Mit Urteil vom 20. September 2019 (V ZR 218/18) hat der BGH in einem Nachbarschaftsstreit entschieden, dass Ansprüche aus § 1004 BGB bei Einhaltung ordnungsrechtlicher Vorschriften ausscheiden. In der Sache forderte ein Grundstückseigentümer von seinem Nachbarn die Entfernung von Birken, deren Pollenflug Verunreinigungen des Kläger-Grundstücks verursachten (hilfsweise: Kostentragung der Reinigung).
Laut BGH ist der Beklagte jedoch nicht für die natürlichen Immissionen verantwortlich. Als maßgeblich erachtete das Gericht dabei u.a. mit Verweis auf die Gesetzesmaterialien, dass er bei Anpflanzung die landesrechtlichen Abstandsregeln eingehalten hatte. Damit werde nicht der bundesrechtliche Unterlassungsanspruch durch landesrechtliche Ordnungsvorschriften ausgehöhlt; es handle sich vielmehr um die Vorfrage, ob der Beklagte in einem solchen Fall überhaupt für die Immissionen verantwortlich sein könne.
Das Urteil, bei dem es sich freilich um eine Entscheidung in Zivilsachen handelt, wird noch Konsequenzen für das Umweltrecht haben. Denn dort gilt keineswegs, dass alles erlaubt ist, was nicht verboten wurde, sondern dass erlaubt ist, was erlaubt wurde. Diesen Grundsatz scheint der BGH in Frage zu stellen. Denn artenunspezifische Abstandsregelungen, die den Pollenflug verschiedener Pflanzen nicht angemessen berücksichtigen, dürften für den Pollenflug nicht immer Geltung beanspruchen, ihn also nicht regeln und somit auch nicht erlauben.

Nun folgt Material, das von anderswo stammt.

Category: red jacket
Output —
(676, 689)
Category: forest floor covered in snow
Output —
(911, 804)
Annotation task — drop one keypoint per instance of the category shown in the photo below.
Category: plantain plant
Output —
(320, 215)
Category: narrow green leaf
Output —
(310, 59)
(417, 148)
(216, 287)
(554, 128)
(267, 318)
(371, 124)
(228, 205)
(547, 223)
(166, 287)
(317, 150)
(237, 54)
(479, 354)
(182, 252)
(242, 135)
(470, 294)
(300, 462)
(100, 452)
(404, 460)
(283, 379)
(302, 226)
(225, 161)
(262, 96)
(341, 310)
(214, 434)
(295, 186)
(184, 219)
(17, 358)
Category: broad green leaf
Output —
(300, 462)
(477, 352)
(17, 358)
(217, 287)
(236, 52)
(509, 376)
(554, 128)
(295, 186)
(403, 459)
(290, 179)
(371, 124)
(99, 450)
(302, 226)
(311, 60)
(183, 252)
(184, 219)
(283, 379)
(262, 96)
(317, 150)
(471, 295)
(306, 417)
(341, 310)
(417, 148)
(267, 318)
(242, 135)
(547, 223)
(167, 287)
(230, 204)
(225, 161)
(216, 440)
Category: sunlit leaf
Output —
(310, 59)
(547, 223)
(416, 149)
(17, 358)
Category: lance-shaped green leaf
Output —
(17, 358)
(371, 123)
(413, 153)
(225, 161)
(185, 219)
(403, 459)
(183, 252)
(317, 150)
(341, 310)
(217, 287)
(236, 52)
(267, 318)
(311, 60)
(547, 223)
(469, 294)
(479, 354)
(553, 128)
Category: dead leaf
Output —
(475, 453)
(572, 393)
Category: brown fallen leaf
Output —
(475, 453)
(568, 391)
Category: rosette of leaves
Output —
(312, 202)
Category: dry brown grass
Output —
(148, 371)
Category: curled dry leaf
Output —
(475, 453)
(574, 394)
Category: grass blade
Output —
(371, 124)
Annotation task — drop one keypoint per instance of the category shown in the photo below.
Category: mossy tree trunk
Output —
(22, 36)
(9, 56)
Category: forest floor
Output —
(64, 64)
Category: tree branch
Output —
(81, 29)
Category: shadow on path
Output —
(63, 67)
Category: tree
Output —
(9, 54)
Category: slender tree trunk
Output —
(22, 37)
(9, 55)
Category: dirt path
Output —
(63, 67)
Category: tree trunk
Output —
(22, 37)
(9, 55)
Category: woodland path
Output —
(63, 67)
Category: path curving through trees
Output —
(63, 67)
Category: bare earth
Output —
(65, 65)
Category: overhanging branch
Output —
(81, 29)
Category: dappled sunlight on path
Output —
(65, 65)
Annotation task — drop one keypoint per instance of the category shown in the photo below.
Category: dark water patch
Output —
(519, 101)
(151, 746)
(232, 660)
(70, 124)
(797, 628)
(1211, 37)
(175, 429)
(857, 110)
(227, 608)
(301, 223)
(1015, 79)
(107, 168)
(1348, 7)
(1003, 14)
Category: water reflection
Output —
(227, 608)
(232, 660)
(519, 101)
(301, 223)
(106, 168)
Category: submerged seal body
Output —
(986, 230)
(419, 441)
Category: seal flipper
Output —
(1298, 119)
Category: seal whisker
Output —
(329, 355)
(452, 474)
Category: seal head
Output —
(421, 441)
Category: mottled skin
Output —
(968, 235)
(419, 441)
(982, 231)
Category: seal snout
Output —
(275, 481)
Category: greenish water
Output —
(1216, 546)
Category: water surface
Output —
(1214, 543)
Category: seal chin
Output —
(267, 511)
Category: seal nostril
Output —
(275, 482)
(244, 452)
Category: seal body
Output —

Der Begriff der natürlichen Immissionen wird den Gerichten ebenfalls noch auf die Füße fallen. Denn insoweit zeichnet sich jetzt schon die Frage ab, ob die Geruchsemissionen von Tieren in Massentierhaltungsanlagen nicht ebenfalls natürlich sind.
Und so werden wir es bald erleben, dass der Gemeinsame Senat der obersten Gerichtshöfe des Bundes zusammenfindet, um über Lindenpollen zu beraten. Es wird ein sonniger Tag.